COMANDO DA TROPA DE REFORÇO

HISTÓRICO

A Tropa de Reforço (TrRef) foi criada em 1957, mas só foi ativada em 1963, no Campo da Ilha do Governador, tendo como primeiro Comandante o Capitão-de-Mar-e-Guerra (FN) LINALDO DA SILVA BARROS. Ao ser ativada, era constituída pelas Companhias de Comando e Serviços e de Reconhecimento e pela Bateria de Canhões Automáticos Antiaéreos.

Em 1971, comandado por Contra-Almirante, o Comando de Reforço, sua nova designação, foi transferido para o município de São Gonçalo, atual sede, ocupando as instalações do então Destacamento Especial da Ilha das Flores, origem do Batalhão Paissandu. Naquela oportunidade era constituído pelas seguintes Unidades: Batalhão de Comando do Comando de Reforço, formado pelas três Unidades anteriormente citadas; Batalhão de Engenharia; Batalhão de Manutenção e Abastecimento; Batalhão de Transporte Motorizado; e Batalhão de Operações Especiais (Batalhão Tonelero).

Em 22 de abril de 1981, o Comando de Reforço passou a chamar-se novamente Tropa de Reforço, mantendo a mesma estrutura anterior, que seria alterada em 1985, quando o Batalhão de Transporte Motorizado foi transformado no Batalhão de Viaturas Anfíbias, tendo em vista o recebimento dos carros lagarta anfíbios (CLAnf), e em 1995, quando o Batalhão Tonelero passou à subordinação da Força de Fuzileiros da Esquadra.

As modificações ocorridas não se limitaram à sua denominação. O recebimento de novos meios e a natural evolução doutrinária do CFN causaram alterações na organização e na missão das Unidades subordinadas.

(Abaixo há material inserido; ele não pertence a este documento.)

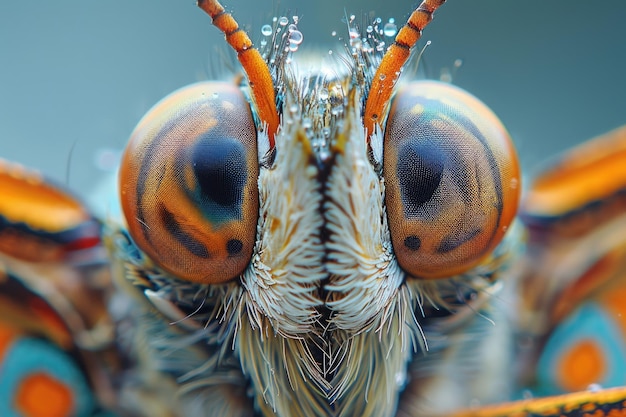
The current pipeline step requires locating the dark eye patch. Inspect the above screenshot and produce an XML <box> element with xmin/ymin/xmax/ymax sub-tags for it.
<box><xmin>396</xmin><ymin>140</ymin><xmax>446</xmax><ymax>218</ymax></box>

Em 2010, estabeleceu-se a atual organização, com as seguintes Unidades:

  • Base de Fuzileiros Navais da Ilha das Flores;
  • Batalhão Logístico de Fuzileiros Navais;
  • Batalhão de Viaturas Anfíbias;
  • Batalhão de Engenharia de Fuzileiros Navais;
  • Unidade Médica Expedicionária da Marinha;
  • Companhia de Polícia; e
  • Companhia de Apoio ao Desembarque.

O Batalhão Logístico de Fuzileiros Navais e o Batalhão de Engenharia de Fuzileiros Navais estão localizados no Complexo Naval do Rio Meriti, em Duque de Caxias-RJ, e as demais Unidades estão sediadas na Ilha das Flores.

Com mais de meio século de existência, a Tropa de Reforço passou por várias transformações organizacionais, mas mantém inalterada a sua principal tarefa – prover destacamentos especializados aos Grupamentos Operativos de Fuzileiros Navais – e sua vocação, a Logística.

 

HERÁLDICA

DESCRIÇÃO:

Num escudo boleado e encimado pela coroa naval, em campo de vermelho dois fuzis de ouro, passados em aspas, com âncora superposta, em pala e do mesmo metal, chefe baixado-ondado de azul e prata de seis peças, com espada brocante sobre o mesmo disposto em pala, com a ponta voltada para cima, com cabo de ouro e lâmina de prata, e partido de verde com destrochedo de ouro movente do flanco de sinistra e empunhando clave também de ouro.

EXPLICAÇÃO:

No campo vermelho, esmalte e vocativo de bravura, denodo e intrepidez, predicado dos Fuzileiros Navais do Brasil, os fuzis e a âncora assim dispostos constituem seu próprio distintivo. A espada brocante sobre o faixado-ondulado azul e prata evoca o comando exercido pela força sobre as unidades subordinadas. O destrecho de ouro, empunhando clava, em chefe verde, alude a finalidade básica de prover os meios necessários aos destacamentos especializados daquelas unidades, que incrementam o poder de combate dos grupamentos operativos da Força de Fuzileiros da Esquadra.

 

MISSÃO

"Planejar e supervisionar o aprestamento das Unidades Subordinadas para prover destacamentos especializados em apoio aos Grupamentos Operativos de Fuzileiros Navais, com vistas à realização de operações terrestres de caráter naval.

Avaliar a eficiência das estruturas e métodos organizacionais vigentes na Tropa de Reforço e propor os seus aperfeiçoamentos.

Avaliar e rever continuamente os procedimentos táticos e logísticos de Fuzileiros Navais e propor os seus aprimoramentos.

A fim de contribuir para realização de operações terrestres de caráter naval."